While more details come out about the shooter I refuse to mention his name, or share any footage of the incident. He wanted fame, he wanted notoriety, and unfortunately the media is giving it to him. So instead of thinking of him I’ll say a prayer for the fallen’s families, and hope they can find peace in the coming days as they try to make sense of these tragedies. And I’ll keep my own family close and cherish every second as if it’s our last.
Because life can end in a blink of an eye.
Crystal Bissonnette says
What a wonderful piece Kristen. Life is precious and we never know when it may be our last day. Yes, hold our children tight and show love everyday!
Herchel A Scruggs says
This brought tears to my eyes. It’s easy to forget that everything can change in an instant. I am praying for the victims and their families and hugging my babies extra tight today.
Janine Huldie says
You summed this up perfectly and beautifully, Kristin and honestly like I said my hurts hurts and aches today for their families and loved one today. Just so senseless and proves that life is short and precious totally.

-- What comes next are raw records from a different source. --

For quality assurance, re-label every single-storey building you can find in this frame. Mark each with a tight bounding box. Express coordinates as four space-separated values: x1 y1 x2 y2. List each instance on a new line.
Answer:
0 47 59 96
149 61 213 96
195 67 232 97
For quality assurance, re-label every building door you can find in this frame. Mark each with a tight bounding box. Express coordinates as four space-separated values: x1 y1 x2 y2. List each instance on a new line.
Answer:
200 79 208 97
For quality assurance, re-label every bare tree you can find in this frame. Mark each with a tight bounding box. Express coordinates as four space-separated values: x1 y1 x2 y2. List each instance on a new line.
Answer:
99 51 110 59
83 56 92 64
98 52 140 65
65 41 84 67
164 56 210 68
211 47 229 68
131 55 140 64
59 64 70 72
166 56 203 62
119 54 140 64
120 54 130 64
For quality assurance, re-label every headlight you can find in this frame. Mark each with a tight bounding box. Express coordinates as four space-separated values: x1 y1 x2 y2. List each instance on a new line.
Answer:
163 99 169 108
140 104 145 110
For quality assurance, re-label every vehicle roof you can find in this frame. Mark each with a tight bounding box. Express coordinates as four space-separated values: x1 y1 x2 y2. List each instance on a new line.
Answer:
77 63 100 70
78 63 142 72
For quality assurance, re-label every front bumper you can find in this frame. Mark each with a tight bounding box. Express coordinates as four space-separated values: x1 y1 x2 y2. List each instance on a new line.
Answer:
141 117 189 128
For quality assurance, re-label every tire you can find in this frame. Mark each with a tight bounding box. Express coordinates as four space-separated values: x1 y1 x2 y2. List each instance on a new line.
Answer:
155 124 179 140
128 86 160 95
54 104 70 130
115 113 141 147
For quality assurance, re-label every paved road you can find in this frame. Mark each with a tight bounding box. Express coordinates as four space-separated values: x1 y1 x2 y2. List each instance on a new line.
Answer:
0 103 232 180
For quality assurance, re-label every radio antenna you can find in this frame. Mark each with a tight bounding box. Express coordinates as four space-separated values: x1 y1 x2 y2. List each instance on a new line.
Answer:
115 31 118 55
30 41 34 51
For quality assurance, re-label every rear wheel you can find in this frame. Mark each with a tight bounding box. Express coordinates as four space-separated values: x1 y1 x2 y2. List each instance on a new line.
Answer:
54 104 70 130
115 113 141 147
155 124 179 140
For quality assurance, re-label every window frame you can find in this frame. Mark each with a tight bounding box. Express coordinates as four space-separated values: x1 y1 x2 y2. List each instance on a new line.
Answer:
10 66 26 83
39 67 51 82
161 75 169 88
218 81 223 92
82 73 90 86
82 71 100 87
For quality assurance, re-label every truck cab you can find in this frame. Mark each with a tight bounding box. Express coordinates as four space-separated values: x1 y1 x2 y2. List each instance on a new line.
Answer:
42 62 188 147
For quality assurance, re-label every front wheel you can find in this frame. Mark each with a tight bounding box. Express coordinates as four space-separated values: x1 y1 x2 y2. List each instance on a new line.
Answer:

I’m glad you didn’t mention his name, but unfortunately all of the media are. We should be honoring the victims, not talking about the murderer.
So true. Yesterday was a struggle for me… having to watch it all unfold at my own newsroom.. and arguing with my bosses on why I didn’t think we should show the video.. not even one second of it. (No surprise, but I lost the battle.. we showed the live TV cast version and took a few ‘still shots’ from his POV cam) I am lucky to say that I very rarely hate my job… but I sure did yesterday.
Oh how hard Lauren! Thanks for standing up like that.
I love your answer to your daughter. I stayed away from this story yesterday, I knew it had happened, but I just chose to stay away… I couldn’t deal with it. The world makes me sad sometimes, but one look at my children reminds me that God lives and there is good out there and that I can’t hide from the bad. I have to work against it by living a life full of love and compassion for those around me. I don’t think this unfortunately will be the last time for something like this as copycat crimes happen, but I’m not going to fear. I can’t. Hugs my friend.
really awful. i used to do that every morning. i interviewed our local hotel and tourism gal ALL THE TIME for our morning show. i always felt incredibly safe because, as i saw it, all the bad guys were sleeping. but in this case… the bad guy was looking for them specifically. there’s never any hiding from that…
Thanks for sharing your story. This really hits so close to home.. you gotta protect yourself while you are working in the field!
Allie Smith says
This whole thing has made me ill and sad. I just cannot even fathom what would possess someone to do this and to video tape it? And then post it on Social Media? I don’t understand. I just don’t.
I will never mention his name and I haven’t or won’t see the video.
It’s unfathomable. Every day the news is tough but every time a story like this comes along, and chips away at a little more of our innocence and freedom (or feelings of it), I lose something.
I don’t want my kids to even know, but I know they do and will.